Une veuve romaine
Naturellement, ils s’adressent à des investisseurs un peu simplets, qui ne se donnent pas la peine d’aller vérifier que l’immeuble censé garantir leur prêt est libre de toute autre hypothèque. À la fin, ils perdent leur propriété, mais ils en ont rien à fiche, puisqu’ils ont déjà récupéré sa valeur plusieurs fois.
— Mais leurs créanciers peuvent les attaquer ?
— Celui qui a la préséance est remboursé le premier, et ainsi de suite. Quand l’argent récolté par la vente de l’immeuble est épuisé, les autres sont déboutés.
— Ils n’ont aucune protection ?
— C’est à eux de se protéger en vérifiant les garanties avant de donner leur argent. Sinon, c’est tant pis pour eux. C’est une fraude basée sur l’insouciance des gens qui ont de l’argent à placer. (Petro ne semblait pas les plaindre. Comme moi, il savait faire preuve d’un peu plus de bon sens.) Un financier syrien m’a fourni tous ces renseignements. D’habitude, je n’arrive pas à lui extirper un mot. Il répond à mes questions en secouant ses boucles huileuses. Mais la réputation de cet Appius Priscillus est telle que tout le monde dans le Forum aimerait le voir se faire dégommer. C’est également lui qui m’a mis au courant pour les Hortensius, parce qu’il est furieux de leurs escroqueries à l’hypothèque. Aucun prêteur professionnel ne touche à ça, et ils n’apprécient pas beaucoup leur concurrence déloyale. De plus, les méthodes brutales de Priscillus rendent des tas de gens nerveux, et ce n’est pas bon pour leurs affaires.

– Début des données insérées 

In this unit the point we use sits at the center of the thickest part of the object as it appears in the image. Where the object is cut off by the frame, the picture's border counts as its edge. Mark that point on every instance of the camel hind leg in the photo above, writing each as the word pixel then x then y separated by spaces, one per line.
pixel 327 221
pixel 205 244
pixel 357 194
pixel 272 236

— Et qu’arriverait-il, demandai-je, si les deux groupes fusionnaient ?
— D’après ce que j’ai pu comprendre, c’est bien ce que tout le monde craint, répondit Petro.
Il accompagna ses paroles d’une vilaine grimace.
Je restai un moment à réfléchir en silence. Maintenant que j’avais une idée sur la façon dont fonctionnaient les consortiums des Hortensius et de Priscillus, je me disais que s’ils avaient la possibilité d’engranger d’énormes bénéfices, ils devaient aussi faire naître de féroces jalousies, en cherchant à amasser toujours plus. Les pauvres s’habituent à se débrouiller avec ce qu’ils ont ; les riches n’en ont jamais assez.
— Merci, Petro. Tu n’as rien à ajouter ?
— Si. Mon Syrien a ajouté que si tu comptais t’attaquer à Appius Priscillus, je devais d’abord te demander où se trouvait ton testament.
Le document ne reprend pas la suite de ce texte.